# Inspect live objects

This notebook illustrates the powerful package [`inspect`][1] from the PSL which allows user to inspect live objects. This package can help developpers to:

 - better understand internal Python mechanics;
 - explore modules developped by others whether the source is available or not;
 - be very creative and hack a lot.

[1]: https://docs.python.org/3/library/inspect.html#module-inspect

In [1]:
import inspect

## Trial Package

We will explore the Pandas package in order to illustrate the power of `inspect` package. First we import it:

In [2]:
import pandas as pd
pd.__version__

'0.23.0'

Now the variable `pd` points towards a module object:

In [3]:
pd

<module 'pandas' from 'C:\\ProgramData\\Anaconda3\\lib\\site-packages\\pandas\\__init__.py'>

And this is confirmed by inpsection:

In [4]:
inspect.ismodule(pd)

True

Even more useful, we can find out in which file the module resides, with no suprises, it belongs to `__init__.py`:

In [5]:
inspect.getfile(pd)

'C:\\ProgramData\\Anaconda3\\lib\\site-packages\\pandas\\__init__.py'

This method is quite handy when you need to find out in which file a source code resides.

## List objects

Function [`getmembers`][1] returns a list of 2-tuples (respectively object name and the object itself, so it can be directly converted into dict using the constructor) that are held by the inspected object. Performing this method on a module returns a lot of objects, this list can be refined using a predicate function to filter out specififc objects.

We select available classes and functions within the pandas root module:

[1]: https://docs.python.org/3/library/inspect.html#inspect.getmembers

In [6]:
objects = dict(inspect.getmembers(pd, inspect.isclass))
functions = dict(inspect.getmembers(pd, inspect.isfunction))
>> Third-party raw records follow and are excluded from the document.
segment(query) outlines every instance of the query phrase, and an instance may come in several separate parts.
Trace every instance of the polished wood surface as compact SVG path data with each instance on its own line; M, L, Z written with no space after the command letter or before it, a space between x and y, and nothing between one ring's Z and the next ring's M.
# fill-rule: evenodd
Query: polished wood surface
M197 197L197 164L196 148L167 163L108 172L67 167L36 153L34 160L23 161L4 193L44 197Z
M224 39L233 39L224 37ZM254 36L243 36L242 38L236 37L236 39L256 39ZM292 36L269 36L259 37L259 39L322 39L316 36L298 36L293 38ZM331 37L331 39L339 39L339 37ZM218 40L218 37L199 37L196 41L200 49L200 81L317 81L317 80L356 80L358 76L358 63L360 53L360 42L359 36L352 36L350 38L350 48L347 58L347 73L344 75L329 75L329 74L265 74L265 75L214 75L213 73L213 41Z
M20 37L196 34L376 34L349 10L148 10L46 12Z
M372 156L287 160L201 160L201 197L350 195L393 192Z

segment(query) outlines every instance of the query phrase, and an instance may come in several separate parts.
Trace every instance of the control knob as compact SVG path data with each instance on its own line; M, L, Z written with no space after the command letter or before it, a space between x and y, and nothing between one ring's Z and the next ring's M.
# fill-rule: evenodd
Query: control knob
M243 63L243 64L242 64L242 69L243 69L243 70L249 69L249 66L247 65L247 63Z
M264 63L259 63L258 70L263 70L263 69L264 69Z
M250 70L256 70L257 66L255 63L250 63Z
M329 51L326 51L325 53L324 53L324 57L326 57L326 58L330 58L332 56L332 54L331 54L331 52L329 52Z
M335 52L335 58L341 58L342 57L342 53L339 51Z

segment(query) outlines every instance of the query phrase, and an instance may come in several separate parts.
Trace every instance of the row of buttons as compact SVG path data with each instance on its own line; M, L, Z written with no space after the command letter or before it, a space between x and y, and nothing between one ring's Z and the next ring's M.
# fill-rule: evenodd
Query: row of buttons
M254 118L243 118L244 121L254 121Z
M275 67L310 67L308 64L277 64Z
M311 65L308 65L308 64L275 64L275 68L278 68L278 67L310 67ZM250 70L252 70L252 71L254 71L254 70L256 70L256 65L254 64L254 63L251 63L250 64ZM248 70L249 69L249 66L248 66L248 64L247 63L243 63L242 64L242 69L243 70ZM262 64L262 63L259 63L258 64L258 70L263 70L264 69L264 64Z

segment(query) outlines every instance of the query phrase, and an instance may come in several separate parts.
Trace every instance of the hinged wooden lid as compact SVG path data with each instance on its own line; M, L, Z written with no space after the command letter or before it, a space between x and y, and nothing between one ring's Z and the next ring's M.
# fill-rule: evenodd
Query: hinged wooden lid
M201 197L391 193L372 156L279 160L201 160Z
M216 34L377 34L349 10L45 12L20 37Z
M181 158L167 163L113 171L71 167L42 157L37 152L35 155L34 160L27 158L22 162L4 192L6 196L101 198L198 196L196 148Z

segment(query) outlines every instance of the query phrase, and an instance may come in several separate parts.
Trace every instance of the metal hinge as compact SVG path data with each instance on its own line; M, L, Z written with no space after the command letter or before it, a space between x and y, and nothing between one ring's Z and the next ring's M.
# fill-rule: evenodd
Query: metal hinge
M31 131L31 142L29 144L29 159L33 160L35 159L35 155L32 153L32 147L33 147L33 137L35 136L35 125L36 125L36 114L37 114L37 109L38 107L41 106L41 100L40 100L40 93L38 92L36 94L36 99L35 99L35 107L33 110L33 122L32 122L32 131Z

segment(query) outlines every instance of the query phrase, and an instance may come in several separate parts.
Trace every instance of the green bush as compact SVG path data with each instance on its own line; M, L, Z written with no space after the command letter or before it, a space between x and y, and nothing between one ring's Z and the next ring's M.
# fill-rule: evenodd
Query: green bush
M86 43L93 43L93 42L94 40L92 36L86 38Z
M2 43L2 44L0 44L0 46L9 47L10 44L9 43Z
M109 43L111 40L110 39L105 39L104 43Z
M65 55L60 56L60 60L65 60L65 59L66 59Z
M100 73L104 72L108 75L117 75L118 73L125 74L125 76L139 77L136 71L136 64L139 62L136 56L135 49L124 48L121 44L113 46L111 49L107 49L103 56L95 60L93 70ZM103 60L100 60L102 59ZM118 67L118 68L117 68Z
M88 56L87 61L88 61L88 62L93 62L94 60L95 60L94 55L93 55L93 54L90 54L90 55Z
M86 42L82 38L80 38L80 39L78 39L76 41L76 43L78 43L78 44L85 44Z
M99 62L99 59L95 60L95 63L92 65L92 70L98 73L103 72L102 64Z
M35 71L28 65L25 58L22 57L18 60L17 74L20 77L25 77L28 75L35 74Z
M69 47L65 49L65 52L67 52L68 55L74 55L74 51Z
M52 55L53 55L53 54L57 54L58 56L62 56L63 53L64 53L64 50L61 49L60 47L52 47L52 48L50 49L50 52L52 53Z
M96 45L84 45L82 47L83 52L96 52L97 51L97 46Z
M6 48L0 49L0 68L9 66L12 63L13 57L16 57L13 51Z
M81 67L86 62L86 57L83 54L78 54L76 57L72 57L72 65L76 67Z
We can see that Pandas package initialization maps a lot of objects spread among many submodules:

In [7]:
objects

{'Categorical': pandas.core.arrays.categorical.Categorical,
 'CategoricalIndex': pandas.core.indexes.category.CategoricalIndex,
 'DataFrame': pandas.core.frame.DataFrame,
 'DateOffset': pandas.tseries.offsets.DateOffset,
 'DatetimeIndex': pandas.core.indexes.datetimes.DatetimeIndex,
 'ExcelFile': pandas.io.excel.ExcelFile,
 'ExcelWriter': pandas.io.excel.ExcelWriter,
 'Float64Index': pandas.core.indexes.numeric.Float64Index,
 'Grouper': pandas.core.groupby.groupby.Grouper,
 'HDFStore': pandas.io.pytables.HDFStore,
 'Index': pandas.core.indexes.base.Index,
 'Int64Index': pandas.core.indexes.numeric.Int64Index,
 'Interval': pandas._libs.interval.Interval,
 'IntervalIndex': pandas.core.indexes.interval.IntervalIndex,
 'MultiIndex': pandas.core.indexes.multi.MultiIndex,
 'Panel': pandas.core.panel.Panel,
 'Period': pandas._libs.tslibs.period.Period,
 'PeriodIndex': pandas.core.indexes.period.PeriodIndex,
 'RangeIndex': pandas.core.indexes.range.RangeIndex,
 'Series': pandas.core.series.Ser

There are a lot of useful functions directly available:

In [8]:
functions.keys()

dict_keys(['Expr', 'Term', 'bdate_range', 'concat', 'crosstab', 'cut', 'date_range', 'eval', 'factorize', 'get_dummies', 'get_store', 'groupby', 'infer_freq', 'interval_range', 'isna', 'isnull', 'lreshape', 'match', 'melt', 'merge', 'merge_asof', 'merge_ordered', 'notna', 'notnull', 'period_range', 'pivot', 'pivot_table', 'pnow', 'qcut', 'read_clipboard', 'read_csv', 'read_excel', 'read_feather', 'read_fwf', 'read_gbq', 'read_hdf', 'read_html', 'read_json', 'read_msgpack', 'read_parquet', 'read_pickle', 'read_sas', 'read_sql', 'read_sql_query', 'read_sql_table', 'read_stata', 'read_table', 'scatter_matrix', 'set_eng_float_format', 'show_versions', 'test', 'timedelta_range', 'to_datetime', 'to_msgpack', 'to_numeric', 'to_pickle', 'to_timedelta', 'unique', 'value_counts', 'wide_to_long'])

## Explore object

Now we will explore a specific object, we pick up the famous `DataFrame`:

In [9]:
inspect.isclass(pd.DataFrame)

True

### Find the source code

In [10]:
inspect.getfile(pd.DataFrame)

'C:\\ProgramData\\Anaconda3\\lib\\site-packages\\pandas\\core\\frame.py'

In [11]:
inspect.getsourcefile(pd.DataFrame)

'C:\\ProgramData\\Anaconda3\\lib\\site-packages\\pandas\\core\\frame.py'

In [12]:
inspect.getmodule(pd.DataFrame)

<module 'pandas.core.frame' from 'C:\\ProgramData\\Anaconda3\\lib\\site-packages\\pandas\\core\\frame.py'>

In [13]:
inspect.getmodulename(inspect.getsourcefile(pd.DataFrame))

'frame'

In [14]:
inspect.getsourcelines(pd.DataFrame)[-1]

248

Those information are really helpful because it help us to find out where the actual code resides. For instance, the definition of `DataFrame` class in version `0.23.0` is located in `pandas/core/frame.py` at the line `248`.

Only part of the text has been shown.